Presented at Modern Language Association, Philadelphia, Pennsylvania, January 5-8, 2017.
Abstract:
Kin Kakuei’s Kogoeru kuchi (Frozen Mouth, 1970) is one of the central texts of “zainichi literature,” writing by the Korean minority in Japan. The novel, narrated by a person who stutters, allows readers a glimpse at the intersectional struggles of speech-disabled members of the minority community. In this respect, Kim’s novel is part of a substantial body of works by Korean writers that portray characters with physical and cognitive disabilities throughout the twentieth century, both within and outside the peninsula. However, typical readings of Kogoeru kuchi tend to subordinate disability to ethnicity, interpreting the stutter as a metaphor for colonial or minority oppression without attending to the specificity of disabled identity itself.

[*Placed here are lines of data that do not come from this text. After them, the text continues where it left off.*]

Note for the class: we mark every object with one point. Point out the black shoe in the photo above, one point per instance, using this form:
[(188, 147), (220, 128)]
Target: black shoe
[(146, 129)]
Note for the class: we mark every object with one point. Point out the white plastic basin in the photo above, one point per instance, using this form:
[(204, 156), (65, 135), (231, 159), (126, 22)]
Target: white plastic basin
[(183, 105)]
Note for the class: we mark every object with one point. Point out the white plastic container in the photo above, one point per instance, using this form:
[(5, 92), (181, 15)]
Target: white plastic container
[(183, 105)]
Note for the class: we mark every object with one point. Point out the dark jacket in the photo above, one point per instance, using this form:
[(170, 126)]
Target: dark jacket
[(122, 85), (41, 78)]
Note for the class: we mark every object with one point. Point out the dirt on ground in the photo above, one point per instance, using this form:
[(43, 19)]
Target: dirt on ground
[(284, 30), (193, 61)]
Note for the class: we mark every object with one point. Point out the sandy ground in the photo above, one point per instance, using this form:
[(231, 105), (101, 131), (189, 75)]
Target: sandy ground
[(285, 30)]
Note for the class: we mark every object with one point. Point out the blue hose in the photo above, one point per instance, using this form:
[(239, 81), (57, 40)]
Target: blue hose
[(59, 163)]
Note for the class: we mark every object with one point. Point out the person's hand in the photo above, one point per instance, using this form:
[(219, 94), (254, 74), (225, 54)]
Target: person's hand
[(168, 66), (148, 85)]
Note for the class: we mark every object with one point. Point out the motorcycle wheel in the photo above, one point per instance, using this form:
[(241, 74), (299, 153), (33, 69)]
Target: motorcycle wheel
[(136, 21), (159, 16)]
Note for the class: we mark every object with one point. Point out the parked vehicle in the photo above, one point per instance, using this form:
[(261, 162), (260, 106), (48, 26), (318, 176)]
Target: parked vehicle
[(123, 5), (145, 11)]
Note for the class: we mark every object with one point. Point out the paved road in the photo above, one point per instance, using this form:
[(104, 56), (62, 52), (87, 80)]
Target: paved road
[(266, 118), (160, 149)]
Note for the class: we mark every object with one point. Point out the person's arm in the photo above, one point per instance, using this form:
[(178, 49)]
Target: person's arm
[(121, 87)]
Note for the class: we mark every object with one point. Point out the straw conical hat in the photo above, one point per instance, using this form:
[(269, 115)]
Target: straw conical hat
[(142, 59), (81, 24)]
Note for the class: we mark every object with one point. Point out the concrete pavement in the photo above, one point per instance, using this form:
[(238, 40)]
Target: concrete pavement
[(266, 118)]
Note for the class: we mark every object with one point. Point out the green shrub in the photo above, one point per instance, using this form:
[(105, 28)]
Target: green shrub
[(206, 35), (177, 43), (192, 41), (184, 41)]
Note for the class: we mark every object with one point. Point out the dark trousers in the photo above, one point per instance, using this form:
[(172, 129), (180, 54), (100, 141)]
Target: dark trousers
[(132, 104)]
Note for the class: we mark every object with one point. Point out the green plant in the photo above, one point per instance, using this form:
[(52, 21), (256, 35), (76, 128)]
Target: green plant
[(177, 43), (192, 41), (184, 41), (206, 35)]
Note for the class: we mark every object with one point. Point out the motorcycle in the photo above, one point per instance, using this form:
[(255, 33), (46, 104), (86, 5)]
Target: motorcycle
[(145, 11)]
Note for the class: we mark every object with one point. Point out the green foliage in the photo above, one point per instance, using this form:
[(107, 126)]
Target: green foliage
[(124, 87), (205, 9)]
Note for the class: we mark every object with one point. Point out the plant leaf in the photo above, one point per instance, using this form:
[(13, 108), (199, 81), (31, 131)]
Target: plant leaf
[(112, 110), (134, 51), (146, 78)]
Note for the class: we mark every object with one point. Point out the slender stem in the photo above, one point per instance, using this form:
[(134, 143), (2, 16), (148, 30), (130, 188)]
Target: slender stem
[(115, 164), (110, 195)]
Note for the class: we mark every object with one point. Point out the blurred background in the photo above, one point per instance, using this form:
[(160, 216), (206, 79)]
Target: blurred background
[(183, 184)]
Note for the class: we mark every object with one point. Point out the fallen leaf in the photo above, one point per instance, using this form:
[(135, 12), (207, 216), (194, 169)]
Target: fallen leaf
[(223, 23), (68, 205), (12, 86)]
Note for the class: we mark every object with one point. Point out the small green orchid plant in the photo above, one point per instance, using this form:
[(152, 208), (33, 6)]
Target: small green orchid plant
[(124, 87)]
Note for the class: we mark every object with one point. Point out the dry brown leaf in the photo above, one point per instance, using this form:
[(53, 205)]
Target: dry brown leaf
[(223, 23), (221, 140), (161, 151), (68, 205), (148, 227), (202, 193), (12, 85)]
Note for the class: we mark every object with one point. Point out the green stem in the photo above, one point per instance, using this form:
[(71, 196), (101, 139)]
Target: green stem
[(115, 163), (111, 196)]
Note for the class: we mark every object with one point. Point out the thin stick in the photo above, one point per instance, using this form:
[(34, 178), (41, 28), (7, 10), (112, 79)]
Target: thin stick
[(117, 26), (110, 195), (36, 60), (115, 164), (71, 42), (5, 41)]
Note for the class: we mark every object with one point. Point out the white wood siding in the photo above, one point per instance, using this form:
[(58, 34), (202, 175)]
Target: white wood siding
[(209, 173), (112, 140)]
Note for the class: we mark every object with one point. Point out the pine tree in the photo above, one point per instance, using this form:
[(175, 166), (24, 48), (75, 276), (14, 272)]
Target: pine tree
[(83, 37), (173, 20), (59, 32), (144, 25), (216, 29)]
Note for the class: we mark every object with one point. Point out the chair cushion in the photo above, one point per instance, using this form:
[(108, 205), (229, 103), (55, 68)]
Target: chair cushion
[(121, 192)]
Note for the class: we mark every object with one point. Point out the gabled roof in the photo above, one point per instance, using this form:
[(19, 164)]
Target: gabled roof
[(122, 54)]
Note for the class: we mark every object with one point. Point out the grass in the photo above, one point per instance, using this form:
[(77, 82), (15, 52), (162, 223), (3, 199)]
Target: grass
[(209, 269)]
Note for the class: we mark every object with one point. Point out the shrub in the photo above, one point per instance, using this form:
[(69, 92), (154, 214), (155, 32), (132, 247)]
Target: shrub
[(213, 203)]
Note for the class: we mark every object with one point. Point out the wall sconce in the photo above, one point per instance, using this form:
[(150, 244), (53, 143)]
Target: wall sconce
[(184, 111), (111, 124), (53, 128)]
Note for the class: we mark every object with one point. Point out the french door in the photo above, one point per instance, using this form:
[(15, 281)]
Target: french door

In this paper, I explore the intersections of Korean ethnicity and disability by unpacking the literal and metaphorical implications of “speech” in Kim’s text. In particular, I consider the politics of speaking as they act on the narrator by delineating not only how his speech disability restricts him from articulating his ethnic identity, but also, conversely, how his ethnic identity precludes him from articulating a disabled identity. Viewing disability as a potentially productive rather than inevitably restrictive condition, I argue that Kim’s stuttering narrator allows for new possibilities in the enunciation and representation of identity, ethnic and otherwise. By disrupting the smooth flow of “sound” from the medium of vernacular text to the reader’s sonic imagination, Kim is able to create a hybrid, ambiguous space in which to create alternative modes of identification.